Stephanie Livingston
Fargo North Rowdy Crowd cheers at homecoming football game

Everyone knows the classic traditions of homecoming but rarely do people know how they started. The annual Harvard-Yale game has brought alumni back to campus since the 1870s, but Baylor University, University of Illinois, and University of Missouri all claim to be at the origin of the modern homecoming.

According to Active.com, Baylor’s homecoming traditions began in 1909 when the school invited alumni to campus to renew school spirit. There was a parade held, a football game, and a dance for the students. Baylor beat Texas Christian University due to the overwhelming support of students and fans. It wasn’t until 1934 that homecoming became an annual event at Baylor.

University of Illinois’ traditions started when two students planned an event around the Illinois-Chicago game in hopes of ending their losing streak. October 14, 1910 was named by the University as an official homecoming. More than 5,000 extra seats were added to the stadium to house the sea of Illinois fans who witnessed their Fighting Illini claim a 3-0 victory over Chicago.

University of Missouri is accepted by the NCAA as the official originator of homecoming. In 1911, Mizzou alumni were asked to come home to the football game against the University of Kansas and their brand-new stadium. Similar to today’s homecoming, the festivities included a parade, a pep rally, and a football game. The game was anticlimactic and ended in a 3-3 tie.

Fargo North had its first homecoming in the inaugural year in 1965. A homecoming queen was named that year, but a king would not be named until 1979. Some of the original activities surrounding homecoming included a parade, a pep rally, a football game, and a dance, similar to the current homecoming agenda. Gary Mailloux, former Fargo North athletic director and current cross country and track and field coach, has experienced homecomings as a faculty member since 1969.

“The fall of 1969 was the first year I was here. We used to have parades and then the South side would come down here and break into it.
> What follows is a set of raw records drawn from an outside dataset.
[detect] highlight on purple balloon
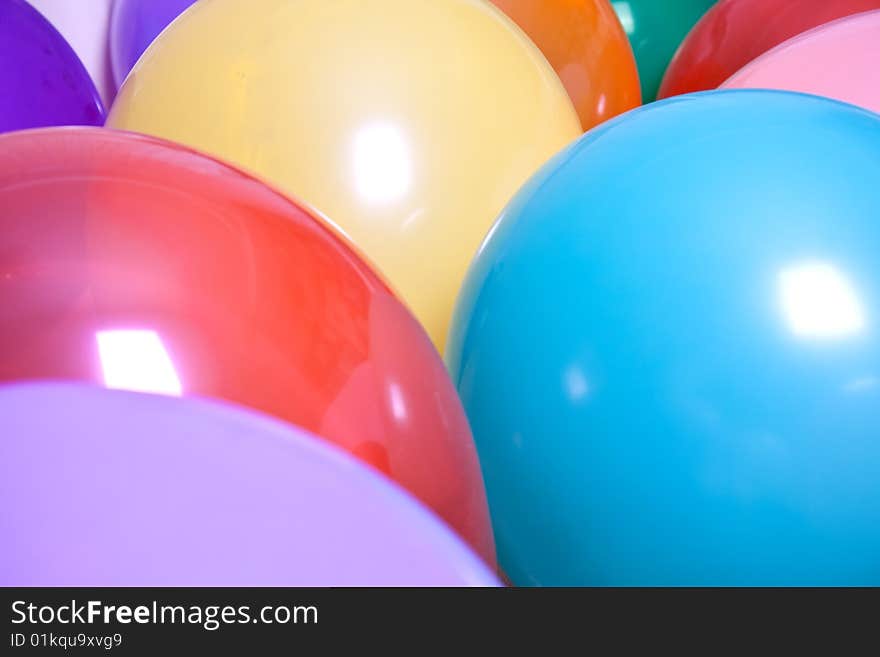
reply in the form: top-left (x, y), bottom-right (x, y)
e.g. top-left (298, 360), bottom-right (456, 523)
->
top-left (0, 383), bottom-right (500, 587)
top-left (110, 0), bottom-right (197, 89)
top-left (0, 0), bottom-right (104, 133)
top-left (27, 0), bottom-right (116, 107)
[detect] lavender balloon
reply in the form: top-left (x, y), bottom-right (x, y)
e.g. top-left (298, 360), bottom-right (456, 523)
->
top-left (0, 383), bottom-right (499, 587)
top-left (0, 0), bottom-right (104, 132)
top-left (110, 0), bottom-right (197, 89)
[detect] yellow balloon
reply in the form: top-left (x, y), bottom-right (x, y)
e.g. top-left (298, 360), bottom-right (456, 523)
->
top-left (108, 0), bottom-right (580, 351)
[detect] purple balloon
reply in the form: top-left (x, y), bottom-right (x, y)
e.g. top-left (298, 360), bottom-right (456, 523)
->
top-left (0, 383), bottom-right (499, 587)
top-left (0, 0), bottom-right (104, 132)
top-left (110, 0), bottom-right (197, 89)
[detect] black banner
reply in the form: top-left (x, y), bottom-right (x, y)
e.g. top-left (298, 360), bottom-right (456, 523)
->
top-left (1, 587), bottom-right (875, 652)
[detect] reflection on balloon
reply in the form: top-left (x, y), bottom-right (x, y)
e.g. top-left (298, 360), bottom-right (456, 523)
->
top-left (563, 365), bottom-right (591, 403)
top-left (0, 127), bottom-right (494, 566)
top-left (96, 329), bottom-right (183, 396)
top-left (1, 383), bottom-right (500, 587)
top-left (613, 2), bottom-right (635, 32)
top-left (352, 122), bottom-right (413, 205)
top-left (846, 376), bottom-right (878, 393)
top-left (778, 263), bottom-right (865, 340)
top-left (107, 0), bottom-right (581, 351)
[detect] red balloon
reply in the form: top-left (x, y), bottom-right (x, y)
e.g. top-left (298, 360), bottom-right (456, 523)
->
top-left (0, 127), bottom-right (494, 566)
top-left (658, 0), bottom-right (880, 98)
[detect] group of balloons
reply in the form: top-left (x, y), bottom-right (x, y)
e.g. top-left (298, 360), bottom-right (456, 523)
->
top-left (2, 0), bottom-right (880, 586)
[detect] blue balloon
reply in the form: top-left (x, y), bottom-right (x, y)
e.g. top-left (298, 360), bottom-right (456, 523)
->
top-left (447, 90), bottom-right (880, 586)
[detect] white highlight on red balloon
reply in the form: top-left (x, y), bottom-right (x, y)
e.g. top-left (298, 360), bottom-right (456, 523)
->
top-left (96, 329), bottom-right (183, 396)
top-left (387, 382), bottom-right (408, 422)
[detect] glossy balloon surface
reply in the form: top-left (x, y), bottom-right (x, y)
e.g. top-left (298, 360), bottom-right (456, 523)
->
top-left (0, 383), bottom-right (500, 586)
top-left (107, 0), bottom-right (581, 351)
top-left (0, 0), bottom-right (104, 132)
top-left (660, 0), bottom-right (880, 98)
top-left (611, 0), bottom-right (715, 101)
top-left (0, 127), bottom-right (494, 566)
top-left (723, 11), bottom-right (880, 115)
top-left (448, 91), bottom-right (880, 585)
top-left (490, 0), bottom-right (640, 130)
top-left (27, 0), bottom-right (115, 106)
top-left (110, 0), bottom-right (196, 89)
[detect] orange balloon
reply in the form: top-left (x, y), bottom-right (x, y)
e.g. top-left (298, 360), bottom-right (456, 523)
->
top-left (491, 0), bottom-right (641, 130)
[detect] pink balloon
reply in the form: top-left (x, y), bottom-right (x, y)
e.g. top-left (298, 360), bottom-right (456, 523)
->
top-left (722, 10), bottom-right (880, 115)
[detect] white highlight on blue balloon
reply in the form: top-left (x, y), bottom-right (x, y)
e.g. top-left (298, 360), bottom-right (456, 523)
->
top-left (778, 262), bottom-right (866, 339)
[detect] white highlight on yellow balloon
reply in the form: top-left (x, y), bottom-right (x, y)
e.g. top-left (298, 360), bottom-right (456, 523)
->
top-left (353, 122), bottom-right (413, 205)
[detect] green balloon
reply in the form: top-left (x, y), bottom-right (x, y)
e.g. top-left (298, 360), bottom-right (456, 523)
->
top-left (611, 0), bottom-right (716, 102)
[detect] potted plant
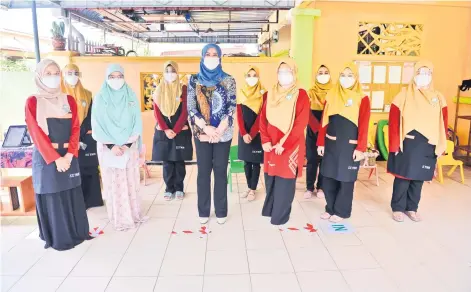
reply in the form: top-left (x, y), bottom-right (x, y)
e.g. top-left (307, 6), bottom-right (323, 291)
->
top-left (51, 21), bottom-right (66, 51)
They would come down and through the campus, hollering and hooping and honking their horns and just try to be disruptive,” said Mailloux.
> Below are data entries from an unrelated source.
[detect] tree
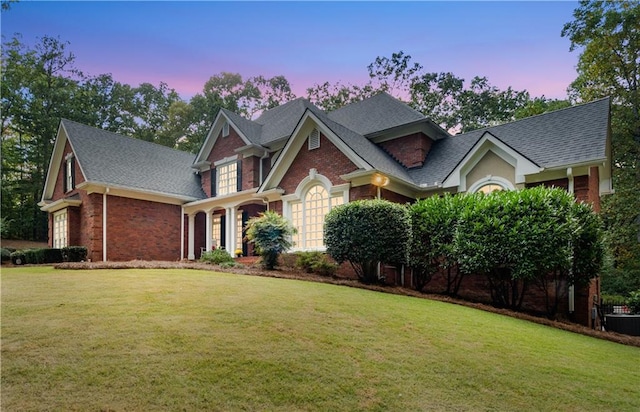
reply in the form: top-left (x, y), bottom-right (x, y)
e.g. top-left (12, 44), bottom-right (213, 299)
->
top-left (562, 0), bottom-right (640, 295)
top-left (324, 199), bottom-right (411, 284)
top-left (1, 35), bottom-right (85, 240)
top-left (245, 211), bottom-right (296, 270)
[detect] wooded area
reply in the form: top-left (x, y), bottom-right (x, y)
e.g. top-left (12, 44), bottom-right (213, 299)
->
top-left (1, 1), bottom-right (638, 294)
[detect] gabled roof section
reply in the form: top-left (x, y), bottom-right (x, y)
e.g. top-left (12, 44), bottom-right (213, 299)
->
top-left (409, 97), bottom-right (611, 188)
top-left (54, 119), bottom-right (205, 200)
top-left (327, 92), bottom-right (426, 136)
top-left (221, 108), bottom-right (263, 143)
top-left (254, 98), bottom-right (316, 145)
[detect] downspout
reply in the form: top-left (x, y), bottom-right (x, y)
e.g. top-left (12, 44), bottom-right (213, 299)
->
top-left (103, 187), bottom-right (109, 262)
top-left (259, 149), bottom-right (269, 185)
top-left (567, 167), bottom-right (575, 313)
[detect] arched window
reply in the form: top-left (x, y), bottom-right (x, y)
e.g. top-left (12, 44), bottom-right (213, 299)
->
top-left (289, 183), bottom-right (344, 250)
top-left (468, 176), bottom-right (515, 194)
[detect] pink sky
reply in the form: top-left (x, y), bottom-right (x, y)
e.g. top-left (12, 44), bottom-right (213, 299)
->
top-left (2, 1), bottom-right (581, 101)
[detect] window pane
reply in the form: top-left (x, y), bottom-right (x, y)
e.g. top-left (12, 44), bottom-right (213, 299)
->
top-left (218, 162), bottom-right (238, 196)
top-left (304, 185), bottom-right (329, 249)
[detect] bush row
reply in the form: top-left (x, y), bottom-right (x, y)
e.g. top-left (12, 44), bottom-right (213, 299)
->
top-left (9, 246), bottom-right (87, 265)
top-left (324, 187), bottom-right (605, 318)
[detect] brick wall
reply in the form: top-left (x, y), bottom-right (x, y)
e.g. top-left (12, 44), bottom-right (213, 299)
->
top-left (104, 195), bottom-right (182, 261)
top-left (52, 140), bottom-right (86, 201)
top-left (279, 134), bottom-right (358, 193)
top-left (378, 133), bottom-right (432, 168)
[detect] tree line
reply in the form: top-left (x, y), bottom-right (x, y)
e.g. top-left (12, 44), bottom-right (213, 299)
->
top-left (1, 1), bottom-right (638, 295)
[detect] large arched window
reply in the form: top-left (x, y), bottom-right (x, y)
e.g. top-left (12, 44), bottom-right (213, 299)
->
top-left (288, 179), bottom-right (346, 250)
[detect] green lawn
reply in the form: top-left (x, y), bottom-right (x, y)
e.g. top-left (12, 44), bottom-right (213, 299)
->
top-left (2, 267), bottom-right (639, 411)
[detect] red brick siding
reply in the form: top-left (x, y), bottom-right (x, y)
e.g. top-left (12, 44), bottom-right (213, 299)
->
top-left (350, 185), bottom-right (377, 201)
top-left (242, 156), bottom-right (261, 190)
top-left (201, 169), bottom-right (212, 197)
top-left (207, 127), bottom-right (246, 163)
top-left (378, 133), bottom-right (432, 169)
top-left (279, 134), bottom-right (359, 193)
top-left (105, 195), bottom-right (182, 261)
top-left (52, 140), bottom-right (86, 201)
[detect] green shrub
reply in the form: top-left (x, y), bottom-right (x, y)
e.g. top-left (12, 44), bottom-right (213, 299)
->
top-left (43, 248), bottom-right (63, 263)
top-left (1, 248), bottom-right (11, 262)
top-left (220, 261), bottom-right (239, 269)
top-left (62, 246), bottom-right (88, 262)
top-left (627, 290), bottom-right (640, 314)
top-left (246, 211), bottom-right (296, 270)
top-left (200, 249), bottom-right (234, 265)
top-left (296, 251), bottom-right (338, 276)
top-left (24, 248), bottom-right (45, 264)
top-left (325, 199), bottom-right (411, 284)
top-left (10, 250), bottom-right (26, 265)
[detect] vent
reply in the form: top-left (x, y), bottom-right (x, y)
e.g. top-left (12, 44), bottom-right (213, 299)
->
top-left (308, 128), bottom-right (320, 150)
top-left (222, 122), bottom-right (230, 137)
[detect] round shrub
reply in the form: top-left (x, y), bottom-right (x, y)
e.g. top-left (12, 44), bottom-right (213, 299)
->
top-left (200, 249), bottom-right (235, 265)
top-left (324, 199), bottom-right (410, 284)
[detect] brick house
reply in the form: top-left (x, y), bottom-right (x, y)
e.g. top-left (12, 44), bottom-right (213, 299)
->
top-left (40, 93), bottom-right (611, 324)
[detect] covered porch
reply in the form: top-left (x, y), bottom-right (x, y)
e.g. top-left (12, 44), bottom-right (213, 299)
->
top-left (182, 189), bottom-right (267, 260)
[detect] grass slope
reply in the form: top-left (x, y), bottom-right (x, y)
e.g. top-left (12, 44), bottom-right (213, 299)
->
top-left (2, 267), bottom-right (639, 411)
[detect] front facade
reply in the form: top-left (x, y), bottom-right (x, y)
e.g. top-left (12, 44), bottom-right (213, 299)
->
top-left (40, 93), bottom-right (612, 324)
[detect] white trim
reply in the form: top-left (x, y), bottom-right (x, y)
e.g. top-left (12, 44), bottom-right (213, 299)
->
top-left (442, 132), bottom-right (542, 191)
top-left (213, 155), bottom-right (239, 167)
top-left (193, 111), bottom-right (254, 167)
top-left (103, 189), bottom-right (108, 262)
top-left (39, 197), bottom-right (82, 213)
top-left (180, 206), bottom-right (185, 260)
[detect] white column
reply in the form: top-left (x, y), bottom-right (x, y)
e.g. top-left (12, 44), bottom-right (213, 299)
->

Principle Andy Dahlen recalls one controversial year when the homecoming queen winner wasn’t present at coronation.

“The student body selected a homecoming queen and the queen wasn’t in the country. She had taken the week off and had gone on vacation. She was on a cruise ship on the Mediterranean,” Dahlen said. The administration had to announce her as the queen and then give the crown to the girl who had come in second in the voting.

“That was a little controversial,” said Dahlen.

Since 1969, the landscape of homecoming at Fargo North has changed. While the football game and dance remain, activities such as powderpuff football and faculty involvement in the pep fest games have been discontinued.

One year, a team of staff members was involved in one of the relay games at the pep fest alongside four other teams of students. The game involved team members transporting a ball across the gymnasium. The staff jumped out to an early lead and one of the seniors thought it would be a good idea to give the rest of the field a slight handicap. He ran out of the bleachers and tried to knock the ball out of the teacher’s hand. He missed.

“A kid, in 2000, came running across and wanted to just knock the ball out of Emily Schneider’s hand,” reminisced Dahlen. “Instead, he missed it and laid her out flat, just dropped her.” The staff have a much more limited role in the pep fest since, with most of their participation coming from the pie the teacher fundraiser.

“I was up on the balcony watching and the whole crowd gasped,” Dahlen said.

Other pep fest activities that have been toned down in recent years include the Spartacas-Senior Boy dance. After a raunchy performance in 2014 that left students and staff traumatized, the dance has become more censored to be appropriate for all audiences.

Homecoming has remained largely unchanged since its inception, despite a few changes in limitations to the celebration. The school spirit of homecoming is unmatched at any other time of the year, making it the most electric week at Fargo North. The excitement for homecoming doesn’t look like it’s fading away for students and they will continue to enjoy homecoming for decades to come.